In an unscheduled trading update, the Bolton-based company increased its forecast for full-year earnings before interest, tax, depreciation and amortisation to £30mn-£40mn, from £20mn-£30mn previously.
Revenue during the three months to the end of December in its core UK market was down 17 per cent on the same period last year but this was in line with forecasts, the company said. It has changed strategy to focus on profitability rather than sales growth, ending a trial supplying housebuilders with electrical goods and closing its concessions in Tesco hypermarkets.

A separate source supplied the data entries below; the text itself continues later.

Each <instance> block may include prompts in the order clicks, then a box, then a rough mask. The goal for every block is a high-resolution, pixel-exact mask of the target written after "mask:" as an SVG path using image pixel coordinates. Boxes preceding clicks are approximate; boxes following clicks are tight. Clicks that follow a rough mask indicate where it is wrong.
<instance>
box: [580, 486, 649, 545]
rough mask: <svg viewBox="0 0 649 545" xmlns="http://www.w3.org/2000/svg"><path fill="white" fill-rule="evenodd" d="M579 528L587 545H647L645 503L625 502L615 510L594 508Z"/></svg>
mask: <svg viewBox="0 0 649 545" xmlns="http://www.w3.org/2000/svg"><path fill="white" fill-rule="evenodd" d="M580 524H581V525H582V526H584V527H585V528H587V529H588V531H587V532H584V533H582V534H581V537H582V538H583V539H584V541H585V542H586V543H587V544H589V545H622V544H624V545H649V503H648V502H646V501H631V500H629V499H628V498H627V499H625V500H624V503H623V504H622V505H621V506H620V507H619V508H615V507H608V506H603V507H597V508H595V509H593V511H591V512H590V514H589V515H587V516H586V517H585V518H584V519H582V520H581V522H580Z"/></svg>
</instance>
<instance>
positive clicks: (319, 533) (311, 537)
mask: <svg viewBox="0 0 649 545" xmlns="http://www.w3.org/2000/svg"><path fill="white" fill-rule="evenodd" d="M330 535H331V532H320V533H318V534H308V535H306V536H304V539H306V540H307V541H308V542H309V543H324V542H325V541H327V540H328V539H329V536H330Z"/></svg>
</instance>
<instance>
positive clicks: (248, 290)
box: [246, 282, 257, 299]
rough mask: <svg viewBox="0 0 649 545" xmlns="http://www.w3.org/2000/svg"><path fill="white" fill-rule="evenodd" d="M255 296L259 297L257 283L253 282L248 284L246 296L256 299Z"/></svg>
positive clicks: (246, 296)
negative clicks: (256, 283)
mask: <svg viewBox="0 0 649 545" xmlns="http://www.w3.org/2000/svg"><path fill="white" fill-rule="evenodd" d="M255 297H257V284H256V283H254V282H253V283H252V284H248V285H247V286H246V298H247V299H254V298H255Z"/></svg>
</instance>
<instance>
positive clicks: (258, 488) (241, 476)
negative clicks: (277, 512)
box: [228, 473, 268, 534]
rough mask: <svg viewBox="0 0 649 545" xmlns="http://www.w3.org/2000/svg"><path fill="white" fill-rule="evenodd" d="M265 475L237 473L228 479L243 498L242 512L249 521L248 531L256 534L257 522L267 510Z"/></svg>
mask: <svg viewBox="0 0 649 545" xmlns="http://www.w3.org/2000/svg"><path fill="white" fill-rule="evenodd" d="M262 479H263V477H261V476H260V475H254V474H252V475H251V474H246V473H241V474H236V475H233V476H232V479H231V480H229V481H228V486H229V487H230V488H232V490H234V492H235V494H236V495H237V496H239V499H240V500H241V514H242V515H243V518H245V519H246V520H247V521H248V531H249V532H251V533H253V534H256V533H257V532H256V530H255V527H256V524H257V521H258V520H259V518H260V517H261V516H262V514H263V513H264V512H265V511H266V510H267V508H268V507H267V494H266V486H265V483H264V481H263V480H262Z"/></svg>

“Actions taken by the business to reduce costs and improve margins . . . are gaining traction,” the company said. Its shares rose 6 per cent in early trading on Tuesday.
Separately Marks Electrical, a smaller online retailer focused on domestic appliances, said on Tuesday that its sales were up 33 per cent to £29mn in the three months to the end of December. Its shares rose almost 4 per cent.
The British Retail Consortium has reported that household appliances were the fastest-growing category of retail sales in December, though the growth was driven by higher prices rather than increased volumes.
“Consumers shunned big-ticket technology purchases in December, opting for energy efficient household appliances and Christmas mainstays of clothes and beauty items,” said Paul Martin, UK head of retail at KPMG.
Last month Alex Baldock, chief executive of electricals market leader Currys, said that while UK consumers were becoming more cautious, they were still prepared to spend on appliances that could save them money.
These range from energy-efficient washing machines and fridge-freezers to smaller items such as smart thermostats and air fryers.
Last July AO had to raise £40mn of new capital after insurers withdrew cover against the risk of default to its suppliers. At the same time it set itself a target for a cash profit margin of 5 per cent, which house broker Numis expects it to reach in the year to March 2025.
Greetings card specialist Card Factory also published a trading update on Tuesday. It said same-store sales rose 7.1 per cent in the 11 months to the end of December driven by customers returning to stores following the end of pandemic restrictions.
It now expects full-year ebitda to be “at least £106mn” against market consensus of £96.9mn and said it was “encouraged” by trading momentum. Its shares rose 3 per cent in early trading.
Last July the company had to raise £40mn of new capital after insurers withdrew cover against the risk of default to its suppliers. It also set itself a target for a cash profit margin of 5 per cent, which house broker Numis expects them to reach in the year to March 2025.
Jefferies analyst Andrew Wade said the upgrade was likely driven by cost savings in logistics stemming from “more pragmatic” growth, better pricing including charging for delivery, and under-promising on cost reductions.